Behavioral control task supervisor with memory based on reinforcement learning for human-multi-robot coordination systems

In this study, a novel reinforcement learning task supervisor (RLTS) with memory in a behavioral control framework is proposed for human-multi-robot coordination systems (HMRCSs). Existing HMRCSs suffer from high decision-making time cost and large task tracking errors caused by repeated human intervention, which restricts the autonomy of multi-robot systems (MRSs). Moreover, existing task supervisors in the null-space-based behavioral control (NSBC) framework need to formulate many priority-switching rules manually, which makes it difficult to realize an optimal behavioral priority adjustment strategy in the case of multiple robots and multiple tasks. The proposed RLTS with memory provides a detailed integration of the deep Q-network (DQN) and long short-term memory (LSTM) knowledge base within the NSBC framework, to achieve an optimal behavioral priority adjustment strategy in the presence of task conflict and to reduce the frequency of human intervention.

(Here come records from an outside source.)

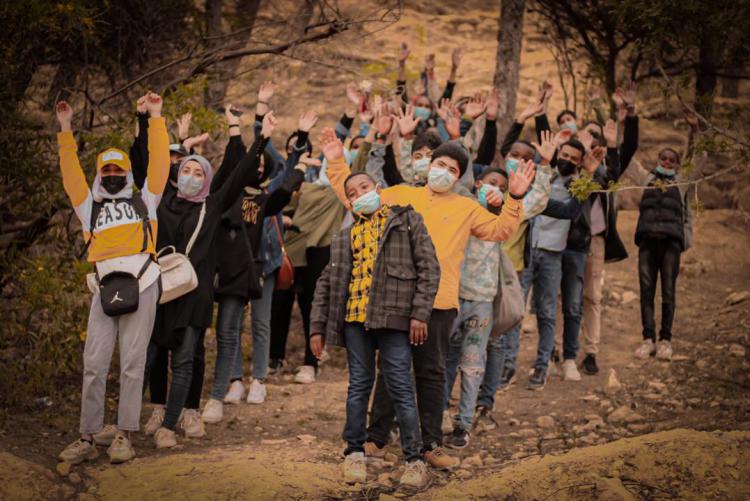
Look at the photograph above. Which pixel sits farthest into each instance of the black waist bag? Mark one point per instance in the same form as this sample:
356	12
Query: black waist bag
119	292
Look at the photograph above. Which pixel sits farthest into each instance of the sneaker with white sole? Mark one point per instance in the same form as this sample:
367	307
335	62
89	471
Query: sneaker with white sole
645	350
664	350
305	375
79	451
213	412
164	438
106	436
235	393
155	421
415	474
192	424
257	392
570	371
355	468
120	450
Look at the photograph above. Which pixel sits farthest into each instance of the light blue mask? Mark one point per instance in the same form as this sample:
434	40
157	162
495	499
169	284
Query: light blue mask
189	185
485	190
665	172
422	113
440	180
572	126
367	203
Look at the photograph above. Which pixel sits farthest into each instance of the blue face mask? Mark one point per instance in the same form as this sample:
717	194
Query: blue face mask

Specifically, the proposed RLTS with memory begins by memorizing human intervention history when the robot systems are not confident in emergencies, and then reloads the history information when encountering the same situation that has been tackled by humans previously. Simulation results demonstrate the effectiveness of the proposed RLTS. Finally, an experiment using a group of mobile robots subject to external noise and disturbances validates the effectiveness of the proposed RLTS with memory in uncertain real-world environments.